Every book you read (with some very small areas of exception, such as math or chemistry) contains assertions and opinions that are wrong or imprecise. I swear to God, that’s not a plot on anyone’s part; it’s just the publishing industry. Barbara Tuchman made a two-day mistake in “Guns of August” about the timeline of Russia’s involvement in WWI. Does it mean the woman’s completely wrong on everything? No. But she isn’t infallible.

Learning, as MacDonald mentions, is a necessary component of survival, just like eating. What’s the first thing you learn in a kitchen? Don’t run. Don’t hurry. Don’t look away from the knife. There are reasons, very good ones, for why the best things that come out of a kitchen take time. You want shortcuts? Go ahead, shove that frozen tray of processed junk into the microwave. It’ll be the temperature of molten lead in under five minutes and you can wolf it down straightaway so you can get back to racing through what will still be a trivially minute percentage of human knowledge by the time you’re done.

Slow down. Paraphrase the Shakers: read each book as though today was your last day on Earth, and as though you had all the time in the world to finish.

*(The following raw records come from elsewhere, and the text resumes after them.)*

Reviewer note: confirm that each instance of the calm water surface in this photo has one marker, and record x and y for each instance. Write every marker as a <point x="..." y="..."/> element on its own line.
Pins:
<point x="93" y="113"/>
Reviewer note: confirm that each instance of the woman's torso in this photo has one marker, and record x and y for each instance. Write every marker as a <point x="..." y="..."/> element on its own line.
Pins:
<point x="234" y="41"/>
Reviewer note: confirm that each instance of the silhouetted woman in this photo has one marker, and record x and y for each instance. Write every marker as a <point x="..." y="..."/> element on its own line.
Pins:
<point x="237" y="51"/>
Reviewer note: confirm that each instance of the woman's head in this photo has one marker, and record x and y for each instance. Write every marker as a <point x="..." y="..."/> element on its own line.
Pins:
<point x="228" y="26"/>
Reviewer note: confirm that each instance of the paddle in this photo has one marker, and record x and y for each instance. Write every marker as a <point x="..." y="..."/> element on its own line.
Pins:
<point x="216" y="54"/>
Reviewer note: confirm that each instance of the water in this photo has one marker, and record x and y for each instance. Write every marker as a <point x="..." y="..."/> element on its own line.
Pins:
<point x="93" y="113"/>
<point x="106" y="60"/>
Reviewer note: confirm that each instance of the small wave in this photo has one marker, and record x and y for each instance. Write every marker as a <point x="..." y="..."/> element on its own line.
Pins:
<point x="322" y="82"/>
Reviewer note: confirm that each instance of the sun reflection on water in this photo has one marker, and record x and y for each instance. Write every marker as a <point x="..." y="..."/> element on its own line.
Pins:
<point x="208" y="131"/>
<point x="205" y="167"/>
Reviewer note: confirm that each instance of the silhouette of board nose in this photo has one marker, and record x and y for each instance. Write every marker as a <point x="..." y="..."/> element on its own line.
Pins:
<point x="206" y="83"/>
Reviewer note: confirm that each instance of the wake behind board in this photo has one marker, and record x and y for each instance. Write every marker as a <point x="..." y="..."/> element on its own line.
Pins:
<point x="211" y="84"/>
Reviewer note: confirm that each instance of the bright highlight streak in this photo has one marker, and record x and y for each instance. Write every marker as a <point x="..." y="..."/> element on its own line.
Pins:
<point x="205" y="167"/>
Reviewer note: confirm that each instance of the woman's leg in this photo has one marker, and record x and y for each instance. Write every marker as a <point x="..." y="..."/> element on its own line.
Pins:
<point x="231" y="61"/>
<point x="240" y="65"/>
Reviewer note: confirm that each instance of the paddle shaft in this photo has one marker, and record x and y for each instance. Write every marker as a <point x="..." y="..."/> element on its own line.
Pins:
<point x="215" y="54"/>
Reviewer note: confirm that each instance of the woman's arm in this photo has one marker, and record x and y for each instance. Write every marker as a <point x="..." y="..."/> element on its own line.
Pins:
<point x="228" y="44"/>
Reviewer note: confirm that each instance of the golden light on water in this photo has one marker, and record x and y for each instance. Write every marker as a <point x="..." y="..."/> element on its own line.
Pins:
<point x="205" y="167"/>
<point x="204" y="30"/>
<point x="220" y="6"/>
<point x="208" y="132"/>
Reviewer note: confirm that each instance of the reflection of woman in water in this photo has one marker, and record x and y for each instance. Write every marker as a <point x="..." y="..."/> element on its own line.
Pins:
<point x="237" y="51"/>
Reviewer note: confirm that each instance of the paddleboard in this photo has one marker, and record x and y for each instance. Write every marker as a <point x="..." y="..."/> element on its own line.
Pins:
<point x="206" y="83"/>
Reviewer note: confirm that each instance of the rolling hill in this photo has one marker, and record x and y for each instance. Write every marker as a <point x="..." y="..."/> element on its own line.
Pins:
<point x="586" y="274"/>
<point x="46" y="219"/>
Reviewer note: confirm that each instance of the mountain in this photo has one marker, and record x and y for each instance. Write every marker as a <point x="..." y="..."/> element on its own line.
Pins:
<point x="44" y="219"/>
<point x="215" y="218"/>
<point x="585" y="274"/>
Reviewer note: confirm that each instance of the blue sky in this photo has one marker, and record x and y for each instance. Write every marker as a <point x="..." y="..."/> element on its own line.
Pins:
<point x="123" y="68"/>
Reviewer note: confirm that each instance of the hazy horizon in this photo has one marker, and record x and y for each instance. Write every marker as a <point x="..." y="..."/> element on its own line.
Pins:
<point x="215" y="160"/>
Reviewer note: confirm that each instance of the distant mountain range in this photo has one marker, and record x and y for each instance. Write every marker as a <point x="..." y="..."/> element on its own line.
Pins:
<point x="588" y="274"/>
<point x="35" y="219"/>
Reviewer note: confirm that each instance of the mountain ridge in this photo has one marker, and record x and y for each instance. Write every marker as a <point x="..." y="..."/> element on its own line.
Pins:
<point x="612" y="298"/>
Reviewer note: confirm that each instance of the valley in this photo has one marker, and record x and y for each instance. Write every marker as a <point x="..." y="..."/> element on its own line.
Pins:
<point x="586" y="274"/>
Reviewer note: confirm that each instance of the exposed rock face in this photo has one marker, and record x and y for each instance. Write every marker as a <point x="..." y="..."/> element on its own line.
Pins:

I’m not trying to sound like Grumpy Old Man, but I’ve worked in the corporate world for 20-odd years, and the biggest, absolutely most misery-inducing thing is when someone comes along with the whiz-bang newest solution to “inefficiency.” Whether it’s the bullshit of Six Sigma or “Who Moved My Cheese?” or the nonsense of forbidding anyone to say there’s a “problem” (it’s a “challenge” or an “opportunity”), a whole lot of people continue to insist that the new way is great and the old way is crap. Sometimes, that’s true. But usually, it’s because the person who’s telling you the new way is better has a couple thousand bottles of “new way” in a warehouse somewhere.

And I’m stepping off my soapbox.

From my point of view … speed reading works as long as you get confident about it . When you read and understand what you read , you get confident .
For example … if you buy yourself a new car , you give it all the attention you have that day . Your mind is captured by that car , you can’t think of anything else that day . But after 2 weeks , you may be interested in something else . Your car’s value has dropped in your eyes , you are maybe even bored by it . That effect is also true with text . If you read something very slow for the first time … it has some sort of energy to it . If you read only like this … it won’t get you very far , because you will get bored . You need to change the pace sometimes . To force yourself to do something new . I study German … and I found out for example , that if I change the pace of the clip , I make much faster progress . Much much faster , because my mind will be connected to that new thing, it won’t wander off . So Kinma is right . And I think , going very slow has advantages as speed reading . Photoreading also has it’s advantages , but the advantages are more subtle . As long as you get confident when doing something … it will have a positive effect on you .

My recommendation is

Reading with the right brain by David Butler

Based on theories provided in Drawing with the right brain by Betty Edwards, which is available at archive.org. Drawing with the Right Brain is taught all over the country to multiple corporations searching for new techniques to improve their decision making and creative processes.

Mr. Butler attempts to convince the reader that improving reading relies entirely on two things,

  1. activating the right side of the brain (which has also been identified as the diffuse thinking system by Barbara Oakley, and system 2 by Daniel Kahneman).
  2. improving comprehension (accomplished mainly through creating a mental movie, similar to Ramon Campayo’s technique)

the book is the best I have seen on this topic, and offers the first 1000 words of many books to practice on.